3. Gleiches gilt, wenn die Krankenkasse die Leistung vor Durchführung der Behandlung nicht zu Unrecht abgelehnt hat. Der Versicherte muss vor Beginn der Behandlung bei seiner Krankenkasse einen Kostenübernahmeantrag gestellt und deren Entscheidung abgewartet haben.

 

Nachgehend

BSG (Beschluss vom 17.11.2015; Aktenzeichen B 1 KR 65/15 B)

 

Tenor

1. Die Klage wird abgewiesen.

2. Die Beteiligten haben einander keine Kosten zu erstatten.

 

Tatbestand

Zwischen den Beteiligten eine Kostenerstattung in Höhe von 5.355,01 € (privatärztliche Behandlung Dr. C. im Zeitraum 13.07.2009 bis 09.08.2009) in Streit.
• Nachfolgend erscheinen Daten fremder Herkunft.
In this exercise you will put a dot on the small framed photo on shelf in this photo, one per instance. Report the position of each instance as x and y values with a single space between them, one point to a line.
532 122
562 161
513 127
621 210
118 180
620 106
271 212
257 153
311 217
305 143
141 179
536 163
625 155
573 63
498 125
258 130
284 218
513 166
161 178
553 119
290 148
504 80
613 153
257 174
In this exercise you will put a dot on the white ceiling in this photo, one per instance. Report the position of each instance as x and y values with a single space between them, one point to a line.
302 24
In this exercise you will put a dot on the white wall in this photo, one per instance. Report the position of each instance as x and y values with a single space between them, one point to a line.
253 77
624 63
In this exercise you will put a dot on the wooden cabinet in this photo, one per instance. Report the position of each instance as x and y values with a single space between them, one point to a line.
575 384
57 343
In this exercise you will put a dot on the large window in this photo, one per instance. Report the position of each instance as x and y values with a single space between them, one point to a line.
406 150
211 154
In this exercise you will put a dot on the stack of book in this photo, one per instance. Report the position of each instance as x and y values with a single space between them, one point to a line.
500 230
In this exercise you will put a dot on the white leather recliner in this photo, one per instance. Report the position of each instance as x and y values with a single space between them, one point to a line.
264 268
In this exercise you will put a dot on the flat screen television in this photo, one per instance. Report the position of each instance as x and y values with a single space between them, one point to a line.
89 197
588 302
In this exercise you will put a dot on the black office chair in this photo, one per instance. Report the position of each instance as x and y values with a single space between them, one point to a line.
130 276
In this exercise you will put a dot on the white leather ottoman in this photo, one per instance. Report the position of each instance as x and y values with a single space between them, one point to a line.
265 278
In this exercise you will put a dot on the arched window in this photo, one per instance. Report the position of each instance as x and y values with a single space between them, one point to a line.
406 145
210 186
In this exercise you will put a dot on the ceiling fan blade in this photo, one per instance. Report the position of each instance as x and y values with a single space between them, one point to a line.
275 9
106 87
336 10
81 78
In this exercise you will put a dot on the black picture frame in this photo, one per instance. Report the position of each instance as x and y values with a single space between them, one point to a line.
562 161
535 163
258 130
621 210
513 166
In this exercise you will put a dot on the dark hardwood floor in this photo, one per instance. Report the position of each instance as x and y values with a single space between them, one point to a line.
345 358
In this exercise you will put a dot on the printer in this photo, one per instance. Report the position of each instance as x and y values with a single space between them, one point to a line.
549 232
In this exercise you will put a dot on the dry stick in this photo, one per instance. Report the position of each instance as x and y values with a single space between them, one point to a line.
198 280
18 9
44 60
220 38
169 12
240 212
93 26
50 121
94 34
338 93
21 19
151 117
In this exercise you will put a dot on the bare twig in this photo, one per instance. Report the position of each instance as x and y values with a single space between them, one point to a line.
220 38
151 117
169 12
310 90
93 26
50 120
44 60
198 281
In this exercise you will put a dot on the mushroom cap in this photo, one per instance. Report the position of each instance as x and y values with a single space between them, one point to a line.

Die 1981 geborene Klägerin ist pflichtversichertes Mitglied bei der Beklagten. Sie hat von der Möglichkeit, anstelle der Sach- und Dienstleistung Kostenerstattung zu wählen (§ 13 Abs. 2 Satz 1 Sozialgesetzbuch Fünftes Buch - Gesetzliche Krankenversicherung - SGBV) keinen Gebrauch gemacht.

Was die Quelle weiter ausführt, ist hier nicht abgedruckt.